Q: It’s been a difficult month for the nation with these back-to-back tragedies. Do you think people should be more drawn to prayer in times like this, or is it wrong to mostly call on God when we’re in need?

A: I don’t think it’s ever wrong to call on God. Certainly it’s far better if we’re calling on him all the time. Quite frankly, sometimes crisis is what shows us a need that we had all along, which was the need to pray.

Q: Can you discuss your role in talking to Rick Warren after he lost his son to suicide?

A: I called him the day after it happened and he said, “You’re the one person I’ve been waiting to hear from.” We talked for a while about it. We prayed. I shared some things that I learned over the years after losing our own son and then I spoke just last Sunday at Saddleback Church. I brought a message of hope and encouragement to his congregation.

Q: What was your major piece of advice for them?

A: I said, I just want you to know that Rick is going to come through this. He’s going to come through this stronger but I also want you to know this is the hardest thing that can happen to a parent — to lose a child.

Q: What should people not say when a friend is grieving the loss of a child?

A: Don’t say, “I know what you’re going through” because you probably don’t.
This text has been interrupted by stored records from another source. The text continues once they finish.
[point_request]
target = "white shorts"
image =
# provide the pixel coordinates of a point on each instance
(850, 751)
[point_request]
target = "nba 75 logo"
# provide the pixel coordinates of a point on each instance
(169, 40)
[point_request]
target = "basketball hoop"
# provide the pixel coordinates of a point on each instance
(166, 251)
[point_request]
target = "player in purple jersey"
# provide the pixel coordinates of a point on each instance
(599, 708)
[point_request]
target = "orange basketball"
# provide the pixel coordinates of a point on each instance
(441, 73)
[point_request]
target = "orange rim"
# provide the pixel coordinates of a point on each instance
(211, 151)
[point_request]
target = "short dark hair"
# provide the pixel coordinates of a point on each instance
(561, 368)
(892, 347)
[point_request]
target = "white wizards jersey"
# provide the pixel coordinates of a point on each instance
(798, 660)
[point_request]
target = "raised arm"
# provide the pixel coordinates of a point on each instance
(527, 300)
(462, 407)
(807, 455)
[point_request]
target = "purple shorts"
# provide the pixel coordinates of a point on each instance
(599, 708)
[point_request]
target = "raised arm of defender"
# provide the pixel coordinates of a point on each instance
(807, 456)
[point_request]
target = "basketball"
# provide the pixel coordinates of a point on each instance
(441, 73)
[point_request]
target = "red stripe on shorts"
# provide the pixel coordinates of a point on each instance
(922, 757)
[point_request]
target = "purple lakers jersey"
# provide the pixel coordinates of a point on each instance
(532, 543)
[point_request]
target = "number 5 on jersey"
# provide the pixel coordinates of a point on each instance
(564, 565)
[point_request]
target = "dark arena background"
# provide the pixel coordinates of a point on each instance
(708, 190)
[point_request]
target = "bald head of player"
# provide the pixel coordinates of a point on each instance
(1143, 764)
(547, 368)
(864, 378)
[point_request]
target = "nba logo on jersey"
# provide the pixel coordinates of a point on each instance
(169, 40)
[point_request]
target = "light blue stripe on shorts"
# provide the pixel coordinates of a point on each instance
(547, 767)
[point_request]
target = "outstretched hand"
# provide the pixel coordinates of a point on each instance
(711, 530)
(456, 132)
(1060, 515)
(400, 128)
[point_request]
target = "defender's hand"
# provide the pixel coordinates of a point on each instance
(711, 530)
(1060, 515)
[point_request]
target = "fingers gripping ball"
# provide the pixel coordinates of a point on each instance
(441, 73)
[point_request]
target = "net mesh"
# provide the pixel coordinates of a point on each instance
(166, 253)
I’ve had people come up to me and say, “I know what you’re going through. My grandmother just died.” And I pointed out that everyone’s grandmother and grandfather will die, then their parents, then them. But no one expects their child to die before them.

Or saying things like “Well, just rejoice and smile they’re in heaven.” Understand that though that is technically true, it is also true that that person is in deep pain and that can come off almost glib and uncaring.

Q: Can you talk briefly about your son’s death?

A: He was 33. He was actually working for our church as our lead designer and was on his way to work and had an automobile accident and died.

Q: Has that experience changed the way you approach prayer?

A: It has shown me how much I need to pray. When it was all said and done, being a preacher didn’t give me a leg up on this. I still was a grieving father missing a son. And in the initial moments after it happens, and the hours and the days after that, one wonders if you can even survive such a thing. I’ve found that prayer is what got me through the day. Sometimes it wasn’t so much day by day, it was even hour by hour.

Q: So what’s the message you’re going to bring to Capitol Hill on the National Day of Prayer?

A: I am going to talk about how God promises to heal a nation if we will pray. In 2 Chronicles 7:14 he says, “If my people which are called by name will humble themselves and pray and seek my face and turn from their wicked ways, I’ll forgive their sin and heal their land.”

What I find interesting about that verse is God is not pointing his finger at the White House, so to speak, but at his house. I think that it’s very easy for people in the church to point their fingers at Washington or Hollywood. In effect, God points his finger at his own people.